Mbah Wursita tidak peduli. Dia mengangkat dagu Nurlaila, mencondongkan badan hingga tatapannya sejajar dengan mata Nurlaila. Orang tua itu lalu terkekeh-kekeh, memamerkan gigi emasnya yang berderet-deret. Napasnya berbau busuk, tetapi Nurlaila tidak berani menutup hidung. Wanita malang itu hanya bisa menahan napas. Nurlaila juga tidak berani berkedip, pandangan matanya terkunci oleh sorot mata Mbah Wursita yang semakin lama semakin membuat tubuhnya panas dingin dan tak mampu bergerak.

Mata Mbah Wursita menjelajahi setiap mili wajah Nurlaila, dari mata, turun ke hidung, lalu ke sepasang bibir Nurlaila yang dibubuhi lipstick merah dan sedikit gemetar. Mbah Wursita berhenti memandangi bibir itu berlama-lama. Ketakutan Nurlaila telah membangkitkan gairahnya. Dengan rakus, Mbah Wursita tiba-tiba mengulum bibir Nurlaila.

Nurlaila mendelik, tubuhnya refleks menolak, tetapi satu tangan kurus Mbah Wursita mencengkram pinggangnya, sementara tangannya yang lain menjambak rambut Nurlaila. Siapa yang bisa menyangka, bahwa di balik tubuh ringkih Mbah Wursita ternyata tersimpan kekuatan besar yang sanggup memaksa seorang wanita untuk tunduk kepada hasratnya.

Nurlaila nyaris kehabisan napas, saat Mbah Wursita akhirnya berhenti menciumnya. Lipstick Nurlaila jadi belepotan, bibirnya memar dan sedikit bengkak. Mbah Wursita lantas bangkit, sementara Nurlaila masih duduk lemas di lantai.

“Bangun, kowe!” perintah Mbah Wursita dengan suara menggelegar.

Nurlaila menengadah. Dalam pandangannya saat itu, Mbah Wursita yang kesehariannya bertubuh bongkok oleh usia berubah menjadi tinggi menjulang, tegap, dan sekokoh karang.

“I-iya, Mbah,” jawab Nurlaila sambil memaksa kakinya yang melemah untuk berdiri.

“Buka semua pakaianmu! Semuanya! Jangan disisakan sehelai benang pun!” bentak Mbah Wursita.

Tidak ada yang bisa membantah titah Mbah Wursita, kecuali dia mau celaka. Nurlaila menurut dan mulai melucuti semua pakaiannya satu per satu di bawah tatapan mata Mbah Wursita. Setelah itu Mbah Wursita gantian melakukan hal yang sama.

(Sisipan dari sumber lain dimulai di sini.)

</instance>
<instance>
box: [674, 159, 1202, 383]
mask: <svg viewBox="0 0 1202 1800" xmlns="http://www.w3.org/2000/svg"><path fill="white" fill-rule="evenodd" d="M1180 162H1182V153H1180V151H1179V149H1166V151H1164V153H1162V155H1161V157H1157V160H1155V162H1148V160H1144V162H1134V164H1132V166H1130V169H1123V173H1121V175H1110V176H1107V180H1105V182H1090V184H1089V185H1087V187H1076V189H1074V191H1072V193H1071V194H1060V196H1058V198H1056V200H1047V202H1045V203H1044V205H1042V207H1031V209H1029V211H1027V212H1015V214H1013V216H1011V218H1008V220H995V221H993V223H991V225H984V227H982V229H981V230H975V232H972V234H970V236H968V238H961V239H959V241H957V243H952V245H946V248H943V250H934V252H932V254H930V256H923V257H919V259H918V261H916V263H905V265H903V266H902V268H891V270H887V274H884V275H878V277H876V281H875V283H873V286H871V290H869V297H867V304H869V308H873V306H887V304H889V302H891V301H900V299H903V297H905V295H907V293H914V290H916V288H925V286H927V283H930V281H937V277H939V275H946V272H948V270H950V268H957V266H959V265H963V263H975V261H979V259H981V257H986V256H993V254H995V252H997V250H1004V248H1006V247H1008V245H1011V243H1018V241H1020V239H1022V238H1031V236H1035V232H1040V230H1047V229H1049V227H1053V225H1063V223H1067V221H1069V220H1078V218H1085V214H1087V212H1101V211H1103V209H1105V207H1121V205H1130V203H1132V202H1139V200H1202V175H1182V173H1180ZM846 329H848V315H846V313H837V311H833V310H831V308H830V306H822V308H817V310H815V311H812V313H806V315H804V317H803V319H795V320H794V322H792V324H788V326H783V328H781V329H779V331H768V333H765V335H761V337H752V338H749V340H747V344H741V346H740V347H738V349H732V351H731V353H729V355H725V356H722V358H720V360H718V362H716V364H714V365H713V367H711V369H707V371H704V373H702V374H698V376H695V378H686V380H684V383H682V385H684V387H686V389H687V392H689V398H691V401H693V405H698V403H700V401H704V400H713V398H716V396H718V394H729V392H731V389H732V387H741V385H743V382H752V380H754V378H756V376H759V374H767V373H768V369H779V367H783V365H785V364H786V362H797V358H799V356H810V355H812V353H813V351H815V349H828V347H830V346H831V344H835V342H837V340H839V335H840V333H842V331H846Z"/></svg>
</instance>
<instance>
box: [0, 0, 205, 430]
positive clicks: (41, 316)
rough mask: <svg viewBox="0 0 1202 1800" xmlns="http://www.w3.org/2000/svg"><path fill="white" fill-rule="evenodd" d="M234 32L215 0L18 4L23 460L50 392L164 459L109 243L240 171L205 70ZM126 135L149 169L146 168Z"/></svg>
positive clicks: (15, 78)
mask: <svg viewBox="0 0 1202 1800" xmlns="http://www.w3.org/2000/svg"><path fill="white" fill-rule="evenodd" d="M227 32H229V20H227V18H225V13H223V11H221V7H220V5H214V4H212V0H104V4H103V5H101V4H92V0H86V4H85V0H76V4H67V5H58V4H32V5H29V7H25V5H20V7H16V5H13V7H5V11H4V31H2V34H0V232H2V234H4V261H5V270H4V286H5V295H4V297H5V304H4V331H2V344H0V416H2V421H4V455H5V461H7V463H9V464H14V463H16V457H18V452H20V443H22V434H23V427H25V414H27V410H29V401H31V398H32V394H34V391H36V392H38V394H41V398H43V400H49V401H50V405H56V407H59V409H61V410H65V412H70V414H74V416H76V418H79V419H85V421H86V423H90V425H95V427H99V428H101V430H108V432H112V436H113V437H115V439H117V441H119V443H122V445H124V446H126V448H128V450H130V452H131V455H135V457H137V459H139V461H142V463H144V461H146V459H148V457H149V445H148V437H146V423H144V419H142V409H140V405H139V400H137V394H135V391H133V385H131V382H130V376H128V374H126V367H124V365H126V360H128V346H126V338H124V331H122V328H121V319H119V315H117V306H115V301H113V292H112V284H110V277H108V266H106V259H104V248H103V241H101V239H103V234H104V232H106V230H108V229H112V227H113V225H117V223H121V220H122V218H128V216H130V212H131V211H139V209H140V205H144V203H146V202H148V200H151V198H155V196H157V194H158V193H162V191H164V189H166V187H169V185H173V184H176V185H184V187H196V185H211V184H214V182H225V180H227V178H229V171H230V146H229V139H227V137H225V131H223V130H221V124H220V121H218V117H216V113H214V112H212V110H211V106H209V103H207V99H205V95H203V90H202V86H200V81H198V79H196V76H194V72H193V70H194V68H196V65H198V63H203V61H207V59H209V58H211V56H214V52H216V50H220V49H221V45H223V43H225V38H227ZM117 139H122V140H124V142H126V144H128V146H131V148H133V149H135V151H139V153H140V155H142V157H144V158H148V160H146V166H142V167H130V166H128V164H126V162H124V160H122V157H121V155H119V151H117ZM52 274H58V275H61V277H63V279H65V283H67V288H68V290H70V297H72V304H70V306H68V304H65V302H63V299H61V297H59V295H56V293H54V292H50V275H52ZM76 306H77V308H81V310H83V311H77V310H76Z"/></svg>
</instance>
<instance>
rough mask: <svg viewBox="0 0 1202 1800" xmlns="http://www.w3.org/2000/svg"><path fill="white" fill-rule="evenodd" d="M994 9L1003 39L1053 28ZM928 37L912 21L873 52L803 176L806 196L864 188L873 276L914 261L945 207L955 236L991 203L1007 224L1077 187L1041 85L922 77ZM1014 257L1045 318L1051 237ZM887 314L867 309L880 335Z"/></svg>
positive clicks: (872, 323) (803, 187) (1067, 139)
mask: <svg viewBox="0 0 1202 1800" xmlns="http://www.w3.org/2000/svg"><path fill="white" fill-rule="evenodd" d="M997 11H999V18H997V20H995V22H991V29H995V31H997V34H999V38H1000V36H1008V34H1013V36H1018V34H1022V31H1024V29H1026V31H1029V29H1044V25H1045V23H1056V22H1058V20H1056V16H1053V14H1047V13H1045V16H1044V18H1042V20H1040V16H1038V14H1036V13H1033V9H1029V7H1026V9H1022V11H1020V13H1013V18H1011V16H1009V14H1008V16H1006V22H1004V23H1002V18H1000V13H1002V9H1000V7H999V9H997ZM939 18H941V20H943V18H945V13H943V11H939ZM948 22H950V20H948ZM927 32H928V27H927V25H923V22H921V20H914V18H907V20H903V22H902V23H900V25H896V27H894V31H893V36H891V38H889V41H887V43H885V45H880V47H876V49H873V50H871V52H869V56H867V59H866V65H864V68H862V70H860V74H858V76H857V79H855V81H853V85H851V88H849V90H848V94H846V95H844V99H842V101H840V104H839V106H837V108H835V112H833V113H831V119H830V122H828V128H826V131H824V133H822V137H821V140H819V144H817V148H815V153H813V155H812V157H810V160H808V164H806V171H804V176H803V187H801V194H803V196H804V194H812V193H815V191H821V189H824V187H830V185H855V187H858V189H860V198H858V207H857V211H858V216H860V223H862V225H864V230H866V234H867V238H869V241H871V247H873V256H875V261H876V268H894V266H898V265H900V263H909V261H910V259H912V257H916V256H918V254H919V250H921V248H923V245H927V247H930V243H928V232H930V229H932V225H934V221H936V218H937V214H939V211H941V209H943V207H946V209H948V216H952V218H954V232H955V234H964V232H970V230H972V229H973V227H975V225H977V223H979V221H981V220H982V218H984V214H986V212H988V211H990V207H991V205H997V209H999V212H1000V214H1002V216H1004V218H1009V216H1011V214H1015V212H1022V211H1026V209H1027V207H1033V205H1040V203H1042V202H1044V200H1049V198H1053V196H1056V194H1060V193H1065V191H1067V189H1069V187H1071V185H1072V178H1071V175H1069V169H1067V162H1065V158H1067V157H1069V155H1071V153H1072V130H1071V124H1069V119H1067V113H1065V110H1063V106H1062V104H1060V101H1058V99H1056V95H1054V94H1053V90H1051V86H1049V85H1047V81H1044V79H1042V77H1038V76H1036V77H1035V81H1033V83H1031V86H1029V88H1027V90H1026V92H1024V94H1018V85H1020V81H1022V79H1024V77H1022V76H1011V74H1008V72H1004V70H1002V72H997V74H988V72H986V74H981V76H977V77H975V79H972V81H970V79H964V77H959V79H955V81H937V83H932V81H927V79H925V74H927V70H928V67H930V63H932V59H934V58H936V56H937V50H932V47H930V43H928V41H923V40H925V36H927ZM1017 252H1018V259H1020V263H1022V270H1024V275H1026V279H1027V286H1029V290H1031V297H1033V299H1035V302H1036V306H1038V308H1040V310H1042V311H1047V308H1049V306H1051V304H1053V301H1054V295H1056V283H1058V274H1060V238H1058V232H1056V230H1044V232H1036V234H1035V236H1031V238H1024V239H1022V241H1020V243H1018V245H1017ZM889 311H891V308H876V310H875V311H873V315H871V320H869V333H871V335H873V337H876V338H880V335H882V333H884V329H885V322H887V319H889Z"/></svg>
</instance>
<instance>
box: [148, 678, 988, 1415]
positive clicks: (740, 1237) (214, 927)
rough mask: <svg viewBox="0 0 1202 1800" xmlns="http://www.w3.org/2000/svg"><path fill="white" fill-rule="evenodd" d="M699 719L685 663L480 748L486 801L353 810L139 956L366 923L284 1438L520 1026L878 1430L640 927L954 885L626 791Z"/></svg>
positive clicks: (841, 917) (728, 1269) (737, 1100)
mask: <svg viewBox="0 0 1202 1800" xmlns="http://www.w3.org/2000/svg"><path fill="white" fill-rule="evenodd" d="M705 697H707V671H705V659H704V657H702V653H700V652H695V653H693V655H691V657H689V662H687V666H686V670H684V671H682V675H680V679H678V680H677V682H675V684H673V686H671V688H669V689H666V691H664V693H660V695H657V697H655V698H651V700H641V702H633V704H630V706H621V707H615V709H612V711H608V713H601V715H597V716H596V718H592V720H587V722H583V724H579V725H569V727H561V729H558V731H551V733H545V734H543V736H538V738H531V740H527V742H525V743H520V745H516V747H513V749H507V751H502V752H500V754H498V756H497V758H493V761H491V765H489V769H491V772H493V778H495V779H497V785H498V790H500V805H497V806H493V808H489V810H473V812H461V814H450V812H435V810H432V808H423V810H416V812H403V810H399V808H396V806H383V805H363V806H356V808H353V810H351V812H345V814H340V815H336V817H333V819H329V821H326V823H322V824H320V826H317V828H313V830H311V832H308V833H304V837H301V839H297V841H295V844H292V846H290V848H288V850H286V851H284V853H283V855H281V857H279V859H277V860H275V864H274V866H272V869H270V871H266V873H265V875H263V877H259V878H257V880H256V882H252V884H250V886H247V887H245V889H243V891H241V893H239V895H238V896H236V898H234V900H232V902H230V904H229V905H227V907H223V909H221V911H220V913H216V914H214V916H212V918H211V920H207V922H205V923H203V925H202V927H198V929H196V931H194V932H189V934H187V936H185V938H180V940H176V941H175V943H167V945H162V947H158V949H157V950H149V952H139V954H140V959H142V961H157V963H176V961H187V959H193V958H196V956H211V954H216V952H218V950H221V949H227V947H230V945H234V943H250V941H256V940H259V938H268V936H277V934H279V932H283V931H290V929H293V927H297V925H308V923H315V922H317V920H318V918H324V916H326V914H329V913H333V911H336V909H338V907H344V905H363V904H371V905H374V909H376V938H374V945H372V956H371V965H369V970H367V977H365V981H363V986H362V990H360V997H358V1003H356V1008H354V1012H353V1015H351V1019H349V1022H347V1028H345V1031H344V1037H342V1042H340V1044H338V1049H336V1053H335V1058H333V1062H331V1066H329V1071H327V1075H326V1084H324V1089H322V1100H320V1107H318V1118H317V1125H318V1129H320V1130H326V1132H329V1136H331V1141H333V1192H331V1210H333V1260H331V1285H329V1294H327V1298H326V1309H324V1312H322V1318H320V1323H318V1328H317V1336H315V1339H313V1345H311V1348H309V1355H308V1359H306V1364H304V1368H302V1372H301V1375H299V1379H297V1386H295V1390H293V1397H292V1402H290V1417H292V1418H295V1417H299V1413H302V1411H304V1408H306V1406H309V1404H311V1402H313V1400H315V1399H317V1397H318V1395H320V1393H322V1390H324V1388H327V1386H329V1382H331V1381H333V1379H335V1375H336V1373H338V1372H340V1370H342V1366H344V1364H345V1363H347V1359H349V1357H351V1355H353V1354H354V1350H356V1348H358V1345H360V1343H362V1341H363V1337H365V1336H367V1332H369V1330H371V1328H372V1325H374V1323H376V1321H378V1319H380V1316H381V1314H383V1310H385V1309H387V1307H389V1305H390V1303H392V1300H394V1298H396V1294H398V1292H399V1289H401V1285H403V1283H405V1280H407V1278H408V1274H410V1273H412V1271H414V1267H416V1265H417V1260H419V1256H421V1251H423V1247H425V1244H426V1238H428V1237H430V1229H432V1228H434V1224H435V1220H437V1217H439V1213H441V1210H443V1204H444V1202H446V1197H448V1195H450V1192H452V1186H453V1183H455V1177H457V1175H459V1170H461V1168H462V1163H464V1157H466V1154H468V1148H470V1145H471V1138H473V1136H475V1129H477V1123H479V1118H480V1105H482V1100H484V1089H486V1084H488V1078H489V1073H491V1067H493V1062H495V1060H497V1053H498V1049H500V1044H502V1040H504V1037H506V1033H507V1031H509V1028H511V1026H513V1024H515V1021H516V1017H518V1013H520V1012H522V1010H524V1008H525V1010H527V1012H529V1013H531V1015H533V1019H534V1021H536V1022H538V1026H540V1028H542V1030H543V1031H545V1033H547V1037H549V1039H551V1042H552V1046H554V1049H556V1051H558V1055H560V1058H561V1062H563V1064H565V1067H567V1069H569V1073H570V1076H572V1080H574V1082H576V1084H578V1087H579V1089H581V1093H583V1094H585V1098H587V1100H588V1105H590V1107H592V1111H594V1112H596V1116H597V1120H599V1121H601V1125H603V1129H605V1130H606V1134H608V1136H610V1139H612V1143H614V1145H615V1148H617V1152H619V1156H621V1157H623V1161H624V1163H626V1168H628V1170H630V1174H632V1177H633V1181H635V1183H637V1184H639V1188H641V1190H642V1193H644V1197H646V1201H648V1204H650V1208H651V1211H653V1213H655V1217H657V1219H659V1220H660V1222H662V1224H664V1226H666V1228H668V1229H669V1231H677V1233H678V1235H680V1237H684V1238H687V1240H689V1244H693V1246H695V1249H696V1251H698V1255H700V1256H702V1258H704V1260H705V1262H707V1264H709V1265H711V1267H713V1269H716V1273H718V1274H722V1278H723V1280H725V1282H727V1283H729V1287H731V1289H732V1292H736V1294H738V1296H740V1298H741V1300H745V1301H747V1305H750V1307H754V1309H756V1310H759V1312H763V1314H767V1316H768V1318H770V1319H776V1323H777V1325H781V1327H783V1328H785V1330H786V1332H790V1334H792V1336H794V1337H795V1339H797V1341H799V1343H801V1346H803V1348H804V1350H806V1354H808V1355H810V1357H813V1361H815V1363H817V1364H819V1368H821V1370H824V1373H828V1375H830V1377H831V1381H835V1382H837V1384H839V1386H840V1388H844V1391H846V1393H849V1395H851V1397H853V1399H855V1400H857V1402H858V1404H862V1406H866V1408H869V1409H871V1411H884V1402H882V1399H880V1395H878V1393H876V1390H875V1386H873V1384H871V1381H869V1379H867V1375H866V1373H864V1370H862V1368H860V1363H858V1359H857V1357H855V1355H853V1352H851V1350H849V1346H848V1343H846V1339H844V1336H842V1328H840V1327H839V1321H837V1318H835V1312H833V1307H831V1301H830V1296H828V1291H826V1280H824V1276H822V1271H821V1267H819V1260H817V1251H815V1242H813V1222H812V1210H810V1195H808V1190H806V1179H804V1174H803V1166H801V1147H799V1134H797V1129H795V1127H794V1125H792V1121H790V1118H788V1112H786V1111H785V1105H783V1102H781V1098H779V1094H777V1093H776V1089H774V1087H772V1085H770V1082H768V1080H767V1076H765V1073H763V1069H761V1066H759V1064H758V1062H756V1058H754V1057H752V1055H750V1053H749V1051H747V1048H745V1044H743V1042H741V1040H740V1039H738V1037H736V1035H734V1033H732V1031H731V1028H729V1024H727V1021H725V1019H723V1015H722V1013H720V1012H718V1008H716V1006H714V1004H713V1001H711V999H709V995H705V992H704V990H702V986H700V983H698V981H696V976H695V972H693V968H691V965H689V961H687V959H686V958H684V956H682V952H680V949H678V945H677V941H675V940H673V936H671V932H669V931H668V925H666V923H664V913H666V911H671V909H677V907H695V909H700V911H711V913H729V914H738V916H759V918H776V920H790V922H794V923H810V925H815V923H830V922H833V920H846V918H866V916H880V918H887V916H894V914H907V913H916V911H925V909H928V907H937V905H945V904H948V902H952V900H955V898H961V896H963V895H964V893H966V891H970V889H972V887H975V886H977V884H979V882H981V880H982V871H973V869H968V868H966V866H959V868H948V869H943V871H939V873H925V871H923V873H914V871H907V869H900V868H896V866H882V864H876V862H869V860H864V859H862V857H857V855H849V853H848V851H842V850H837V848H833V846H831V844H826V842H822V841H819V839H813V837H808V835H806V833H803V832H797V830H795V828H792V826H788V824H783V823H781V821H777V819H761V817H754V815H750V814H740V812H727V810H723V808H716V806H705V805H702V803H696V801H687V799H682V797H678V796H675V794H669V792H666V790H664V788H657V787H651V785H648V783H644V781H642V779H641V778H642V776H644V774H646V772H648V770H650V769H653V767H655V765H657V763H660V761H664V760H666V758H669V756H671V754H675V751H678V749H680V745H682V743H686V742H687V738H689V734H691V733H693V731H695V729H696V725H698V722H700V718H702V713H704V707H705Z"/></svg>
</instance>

Lampu lima watt yang menjadi penerang satu-satunya di ruangan itu mendadak padam dibarengi suara guntur yang tiba-tiba bergemuruh. Sekelebatan cahaya kilat untuk sesaat menerangi sosok keduanya yang polos, berdiri saling berhadapan tanpa suara. Hujan turun bagai ditumpahkan dari langit.

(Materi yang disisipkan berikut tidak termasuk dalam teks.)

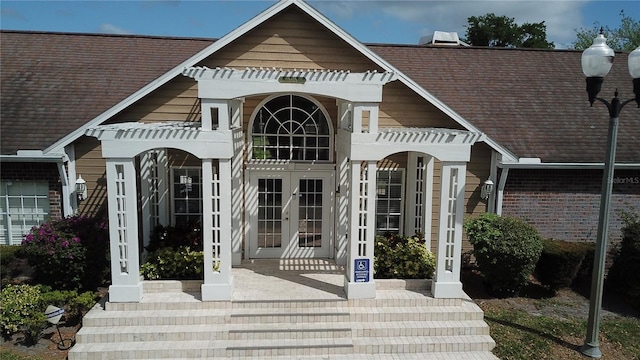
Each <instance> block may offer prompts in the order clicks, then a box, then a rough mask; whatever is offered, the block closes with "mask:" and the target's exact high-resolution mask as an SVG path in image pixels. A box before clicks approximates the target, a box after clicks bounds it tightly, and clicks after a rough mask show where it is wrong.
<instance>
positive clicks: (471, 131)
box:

Dalam kegelapan Nurlaila menahan tangisnya saat tangan Mbah Wursita menggerayangi tubuhnya, dia tahu apa yang selanjutnya akan dilakukan Mbah Wursita terhadapnya. Berkali-kali, Mbah Wursita sudah pernah melakukan hal yang sama sebagai bagian dari persyaratan atas ritual yang dulu pernah dia jalankan bersama suaminya, Suroso.